Je me souviens d’une balade en bateau que nous avions faite, ma mère et moi, probablement en Gaspésie, où nous avions vu sur la rive, perché sur un arbre mort, un immense aigle royal. Vraiment immense. Ayant quand même l’habitude des oiseaux (ma mère peut imiter pratiquement toutes les espèces), nous étions fort impressionnées. Une Française s’était exclamée : « Oh! Une buse! »… Et ma mère de rétorquer, la bouche grande ouverte : « Euh, non, c’est pas une buse ça! ». Il me semble qu’il ne s’était même pas envolé, l’aigle, et qu’il s’était contenté de nous laisser deviner la puissance de ses ailes et de ses serres, l’œil clair, vissé sur nous.

Magnifique oiseau, magnifique nature. Mais quel air hautain, tout de même, avec ses yeux et cette impression de prestance. Certains aigles saisissent des tortues au sol pour ensuite les laisser tomber de je ne sais quelle hauteur afin de briser leur carapace; c’est super méchant! Imaginez la pauvre tortue en chute libre… J’imagine un cri suraigu et une grande incompréhension.
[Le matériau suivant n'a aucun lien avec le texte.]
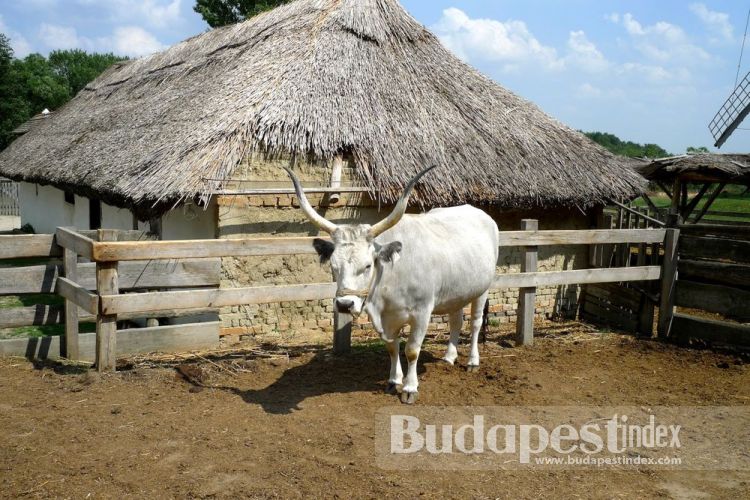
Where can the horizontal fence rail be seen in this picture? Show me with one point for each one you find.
(125, 262)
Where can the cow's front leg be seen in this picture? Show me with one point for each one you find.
(396, 379)
(413, 348)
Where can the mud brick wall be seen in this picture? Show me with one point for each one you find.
(279, 215)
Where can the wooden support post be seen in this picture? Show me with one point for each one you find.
(668, 282)
(342, 332)
(106, 324)
(70, 271)
(527, 296)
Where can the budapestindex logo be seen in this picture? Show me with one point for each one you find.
(502, 437)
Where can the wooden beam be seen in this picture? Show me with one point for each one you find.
(668, 283)
(527, 295)
(80, 244)
(737, 251)
(20, 246)
(727, 301)
(106, 324)
(138, 275)
(694, 202)
(710, 202)
(715, 272)
(145, 302)
(580, 237)
(166, 339)
(576, 277)
(70, 270)
(78, 295)
(688, 327)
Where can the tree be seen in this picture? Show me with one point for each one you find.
(77, 68)
(617, 146)
(222, 12)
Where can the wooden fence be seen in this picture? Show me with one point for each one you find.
(95, 290)
(714, 277)
(9, 198)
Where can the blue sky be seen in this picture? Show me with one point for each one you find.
(645, 70)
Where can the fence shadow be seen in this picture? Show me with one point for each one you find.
(326, 374)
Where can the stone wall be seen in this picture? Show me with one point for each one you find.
(279, 215)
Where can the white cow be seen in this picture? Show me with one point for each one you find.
(408, 267)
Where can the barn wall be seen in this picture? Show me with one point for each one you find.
(268, 216)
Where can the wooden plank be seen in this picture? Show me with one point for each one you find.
(728, 301)
(686, 327)
(77, 294)
(137, 275)
(43, 314)
(527, 295)
(70, 269)
(722, 231)
(80, 244)
(106, 324)
(577, 277)
(166, 339)
(580, 237)
(247, 247)
(715, 272)
(668, 280)
(19, 246)
(121, 251)
(145, 302)
(692, 247)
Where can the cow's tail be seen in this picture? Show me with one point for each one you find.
(485, 322)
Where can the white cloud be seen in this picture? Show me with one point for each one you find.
(61, 37)
(135, 41)
(584, 54)
(508, 42)
(21, 47)
(130, 41)
(717, 22)
(663, 42)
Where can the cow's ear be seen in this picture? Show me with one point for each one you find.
(324, 248)
(390, 252)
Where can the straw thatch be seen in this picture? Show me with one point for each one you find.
(313, 78)
(706, 167)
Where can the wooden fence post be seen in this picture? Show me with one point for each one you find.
(527, 296)
(106, 324)
(668, 282)
(342, 332)
(70, 271)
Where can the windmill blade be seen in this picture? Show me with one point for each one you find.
(731, 114)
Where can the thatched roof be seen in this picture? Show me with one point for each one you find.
(314, 77)
(704, 167)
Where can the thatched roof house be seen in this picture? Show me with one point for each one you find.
(320, 78)
(704, 167)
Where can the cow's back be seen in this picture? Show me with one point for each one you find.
(449, 258)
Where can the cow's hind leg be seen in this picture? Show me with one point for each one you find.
(456, 322)
(392, 344)
(413, 348)
(477, 312)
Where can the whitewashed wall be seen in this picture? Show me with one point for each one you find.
(45, 208)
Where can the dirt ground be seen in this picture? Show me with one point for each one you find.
(303, 425)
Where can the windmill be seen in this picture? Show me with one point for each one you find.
(736, 107)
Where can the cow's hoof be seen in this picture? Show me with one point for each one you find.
(409, 398)
(393, 389)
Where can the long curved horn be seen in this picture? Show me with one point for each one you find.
(400, 209)
(317, 219)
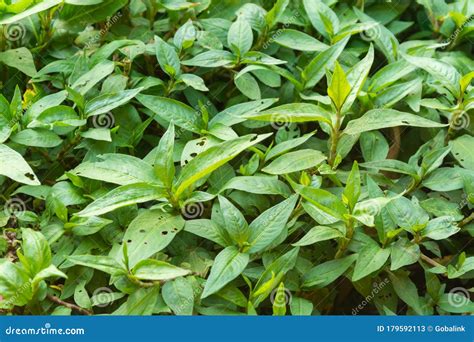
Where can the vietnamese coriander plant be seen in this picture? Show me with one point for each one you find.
(235, 157)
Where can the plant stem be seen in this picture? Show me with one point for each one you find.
(430, 261)
(71, 306)
(345, 243)
(335, 135)
(466, 220)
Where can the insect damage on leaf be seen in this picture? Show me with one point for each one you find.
(200, 158)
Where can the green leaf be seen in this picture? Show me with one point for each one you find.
(167, 57)
(274, 15)
(294, 112)
(441, 71)
(193, 81)
(327, 272)
(211, 159)
(356, 76)
(88, 80)
(240, 36)
(235, 223)
(37, 137)
(105, 103)
(462, 149)
(228, 265)
(118, 169)
(157, 270)
(352, 190)
(211, 59)
(392, 165)
(403, 253)
(171, 110)
(273, 275)
(12, 278)
(440, 228)
(179, 296)
(317, 234)
(207, 229)
(248, 86)
(265, 185)
(339, 88)
(295, 161)
(164, 162)
(406, 290)
(99, 262)
(371, 258)
(20, 59)
(383, 118)
(140, 303)
(297, 40)
(150, 232)
(123, 196)
(323, 200)
(279, 301)
(269, 225)
(35, 250)
(15, 167)
(316, 69)
(301, 307)
(445, 179)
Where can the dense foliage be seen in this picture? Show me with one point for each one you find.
(281, 157)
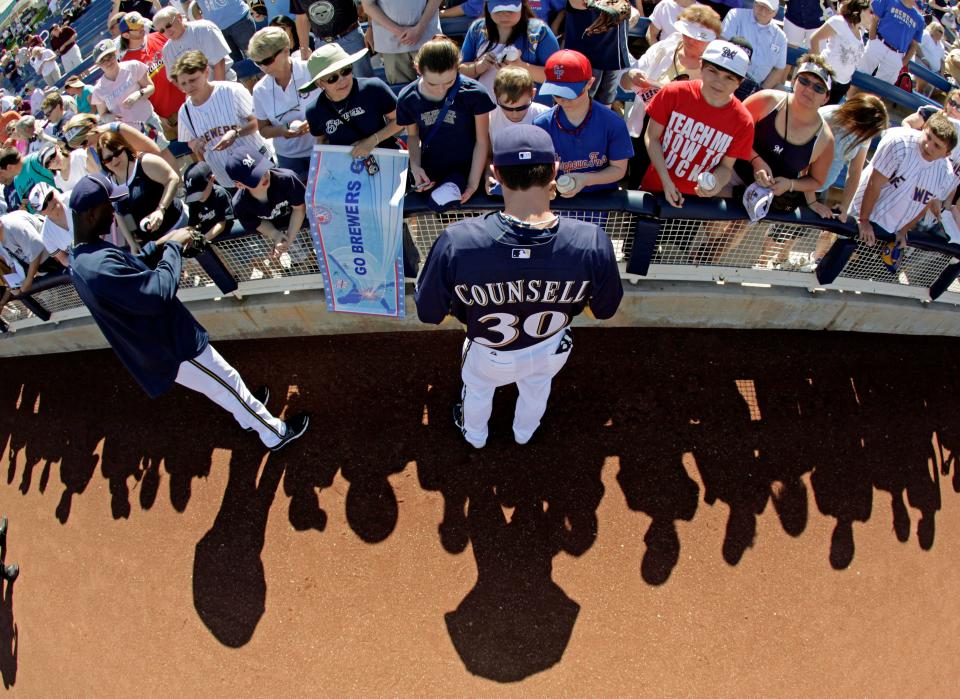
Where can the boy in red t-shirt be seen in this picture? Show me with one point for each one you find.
(698, 129)
(147, 47)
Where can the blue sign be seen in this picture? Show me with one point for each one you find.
(355, 208)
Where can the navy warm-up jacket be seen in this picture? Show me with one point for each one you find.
(134, 300)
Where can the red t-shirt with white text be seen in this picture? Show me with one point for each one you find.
(696, 135)
(167, 98)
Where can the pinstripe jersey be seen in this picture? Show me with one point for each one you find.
(913, 181)
(227, 108)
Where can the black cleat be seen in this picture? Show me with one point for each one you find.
(296, 426)
(262, 394)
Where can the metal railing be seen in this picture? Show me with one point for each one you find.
(706, 241)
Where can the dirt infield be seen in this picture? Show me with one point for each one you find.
(702, 513)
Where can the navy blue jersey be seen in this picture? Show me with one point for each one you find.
(514, 287)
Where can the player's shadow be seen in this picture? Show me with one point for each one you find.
(229, 586)
(518, 507)
(9, 638)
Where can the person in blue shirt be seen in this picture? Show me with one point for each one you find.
(133, 299)
(447, 120)
(607, 52)
(895, 33)
(516, 279)
(592, 141)
(544, 10)
(507, 35)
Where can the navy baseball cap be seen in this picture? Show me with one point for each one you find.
(523, 144)
(248, 168)
(91, 191)
(195, 180)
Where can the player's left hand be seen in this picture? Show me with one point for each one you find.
(780, 186)
(153, 220)
(468, 191)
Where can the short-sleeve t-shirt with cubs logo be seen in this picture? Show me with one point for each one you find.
(913, 181)
(696, 135)
(328, 18)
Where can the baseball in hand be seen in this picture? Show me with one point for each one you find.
(707, 181)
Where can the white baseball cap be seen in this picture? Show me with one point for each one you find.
(727, 56)
(757, 200)
(694, 30)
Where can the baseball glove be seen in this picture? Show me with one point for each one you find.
(610, 14)
(196, 245)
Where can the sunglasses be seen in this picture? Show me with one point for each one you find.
(521, 108)
(817, 87)
(342, 73)
(269, 59)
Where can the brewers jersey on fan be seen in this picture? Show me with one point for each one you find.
(514, 286)
(913, 181)
(228, 107)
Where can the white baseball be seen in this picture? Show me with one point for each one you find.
(707, 181)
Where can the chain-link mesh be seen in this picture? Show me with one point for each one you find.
(763, 246)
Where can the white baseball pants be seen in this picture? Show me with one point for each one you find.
(211, 375)
(532, 369)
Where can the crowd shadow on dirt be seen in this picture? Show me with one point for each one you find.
(695, 419)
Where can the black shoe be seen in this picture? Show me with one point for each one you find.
(296, 426)
(262, 394)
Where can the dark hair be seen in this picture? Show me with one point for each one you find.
(438, 55)
(285, 22)
(520, 178)
(9, 156)
(852, 9)
(492, 32)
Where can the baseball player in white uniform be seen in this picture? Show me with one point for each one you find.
(217, 119)
(516, 279)
(909, 174)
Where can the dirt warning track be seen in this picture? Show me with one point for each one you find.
(703, 513)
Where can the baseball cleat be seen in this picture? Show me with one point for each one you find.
(262, 394)
(296, 426)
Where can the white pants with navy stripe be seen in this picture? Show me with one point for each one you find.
(211, 375)
(532, 369)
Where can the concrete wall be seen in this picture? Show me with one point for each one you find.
(647, 304)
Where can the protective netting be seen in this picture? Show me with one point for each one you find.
(767, 248)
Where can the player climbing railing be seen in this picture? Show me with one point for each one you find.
(706, 241)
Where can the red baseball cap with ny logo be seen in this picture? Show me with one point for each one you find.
(568, 73)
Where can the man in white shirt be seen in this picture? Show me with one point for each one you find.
(397, 29)
(217, 119)
(57, 232)
(908, 176)
(201, 35)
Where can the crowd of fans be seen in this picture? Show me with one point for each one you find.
(705, 104)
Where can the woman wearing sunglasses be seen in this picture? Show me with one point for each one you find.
(277, 103)
(358, 112)
(151, 208)
(792, 144)
(508, 34)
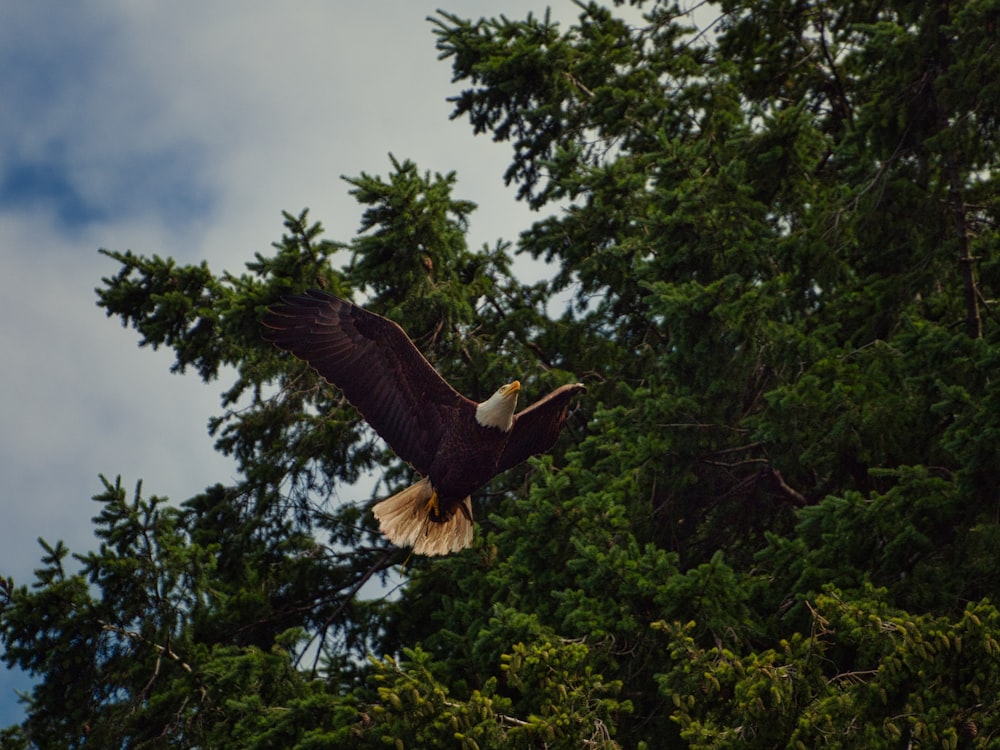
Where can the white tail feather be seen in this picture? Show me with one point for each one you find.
(405, 521)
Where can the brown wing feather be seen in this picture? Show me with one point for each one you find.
(536, 428)
(375, 364)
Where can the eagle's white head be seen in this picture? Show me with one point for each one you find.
(498, 410)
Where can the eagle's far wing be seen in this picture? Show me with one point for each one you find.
(536, 428)
(376, 366)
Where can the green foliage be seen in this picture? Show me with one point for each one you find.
(773, 519)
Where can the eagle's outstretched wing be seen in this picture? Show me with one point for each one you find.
(536, 428)
(375, 365)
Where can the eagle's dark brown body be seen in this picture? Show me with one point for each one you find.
(422, 418)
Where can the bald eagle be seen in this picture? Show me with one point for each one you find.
(455, 444)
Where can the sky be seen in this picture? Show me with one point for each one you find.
(183, 129)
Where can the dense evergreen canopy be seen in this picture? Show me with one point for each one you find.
(776, 520)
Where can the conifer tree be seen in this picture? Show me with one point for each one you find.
(773, 520)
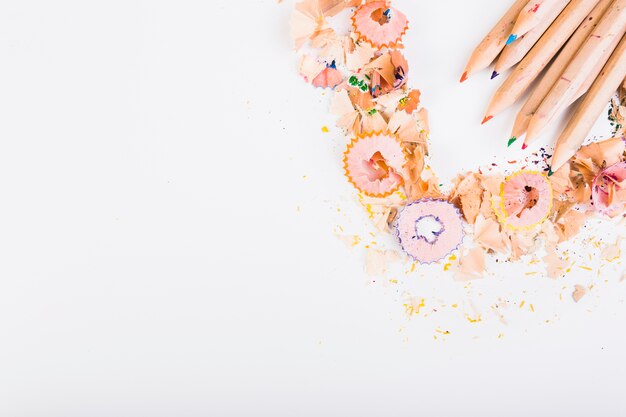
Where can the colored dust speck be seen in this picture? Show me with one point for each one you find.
(413, 308)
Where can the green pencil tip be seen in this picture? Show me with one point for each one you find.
(511, 141)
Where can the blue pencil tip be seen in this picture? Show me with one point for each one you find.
(512, 38)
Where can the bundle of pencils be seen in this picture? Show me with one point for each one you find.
(573, 48)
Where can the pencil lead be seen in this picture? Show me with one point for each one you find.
(512, 38)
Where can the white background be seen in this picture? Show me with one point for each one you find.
(169, 206)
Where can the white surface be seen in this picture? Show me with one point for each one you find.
(167, 244)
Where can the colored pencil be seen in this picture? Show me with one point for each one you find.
(612, 25)
(540, 55)
(513, 53)
(529, 17)
(609, 79)
(555, 70)
(489, 48)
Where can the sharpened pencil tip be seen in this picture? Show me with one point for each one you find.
(512, 38)
(511, 141)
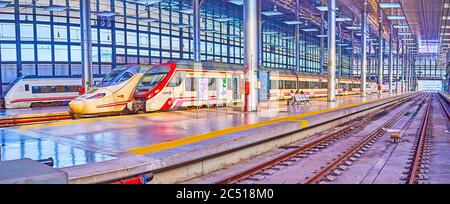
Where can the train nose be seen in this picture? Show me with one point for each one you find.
(76, 106)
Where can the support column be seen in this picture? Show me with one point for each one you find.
(380, 54)
(331, 51)
(196, 38)
(322, 43)
(391, 62)
(297, 37)
(364, 50)
(397, 75)
(352, 57)
(251, 53)
(403, 67)
(86, 44)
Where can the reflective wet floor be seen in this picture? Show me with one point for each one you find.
(85, 141)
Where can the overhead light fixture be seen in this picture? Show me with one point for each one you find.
(148, 20)
(390, 5)
(106, 13)
(287, 37)
(187, 11)
(224, 19)
(269, 32)
(396, 17)
(183, 26)
(237, 2)
(354, 27)
(343, 19)
(293, 22)
(4, 4)
(233, 36)
(210, 31)
(322, 8)
(401, 26)
(148, 2)
(310, 29)
(274, 12)
(56, 8)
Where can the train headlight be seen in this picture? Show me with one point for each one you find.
(97, 96)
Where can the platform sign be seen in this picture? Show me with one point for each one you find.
(430, 85)
(264, 90)
(202, 91)
(221, 88)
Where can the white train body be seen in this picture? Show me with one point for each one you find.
(174, 85)
(112, 94)
(36, 91)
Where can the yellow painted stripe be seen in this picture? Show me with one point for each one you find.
(217, 133)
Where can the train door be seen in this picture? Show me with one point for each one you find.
(236, 87)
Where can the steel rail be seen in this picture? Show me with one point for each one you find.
(332, 165)
(420, 145)
(286, 156)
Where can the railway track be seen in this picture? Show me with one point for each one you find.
(421, 151)
(322, 143)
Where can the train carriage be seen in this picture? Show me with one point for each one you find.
(178, 84)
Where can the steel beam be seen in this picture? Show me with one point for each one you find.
(251, 53)
(196, 38)
(380, 54)
(364, 50)
(331, 51)
(86, 44)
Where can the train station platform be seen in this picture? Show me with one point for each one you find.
(101, 149)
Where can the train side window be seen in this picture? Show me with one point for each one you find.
(211, 84)
(189, 84)
(176, 80)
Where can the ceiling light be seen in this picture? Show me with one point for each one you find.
(4, 4)
(149, 20)
(148, 2)
(390, 5)
(354, 27)
(187, 11)
(310, 29)
(274, 12)
(342, 19)
(293, 22)
(106, 13)
(233, 36)
(269, 32)
(396, 17)
(56, 8)
(401, 26)
(237, 2)
(183, 26)
(224, 19)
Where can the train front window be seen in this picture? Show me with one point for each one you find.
(149, 81)
(153, 77)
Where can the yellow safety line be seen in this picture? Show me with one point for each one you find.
(217, 133)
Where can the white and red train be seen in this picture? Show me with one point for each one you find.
(39, 91)
(176, 84)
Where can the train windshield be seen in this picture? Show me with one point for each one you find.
(153, 77)
(11, 85)
(118, 75)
Voilà. J’aime les animaux, mais les aigles, même s’ils sont majestueux, je les trouve un peu fendants. Je suis plus de type loutre; certains diront que les loutres sont aussi méchantes, mais elles rient et jouent sur la glace.

Tout de même, je n’ai pas vraiment écrit une chanson sur les aigles, malgré ce titre trompeur. On connait tous de près ou de loin quelqu’un qui s’en permet côté attitude, bien installé dans le confort du mépris… Je vous laisserai donc sur ce texte évocateur de Benjamin Franklin concernant le choix de l’animal-totem des États-Unis (vous comprendrez peut-être qu’il me paraissait malgré tout étrange d’écrire une chanson sur les dindes).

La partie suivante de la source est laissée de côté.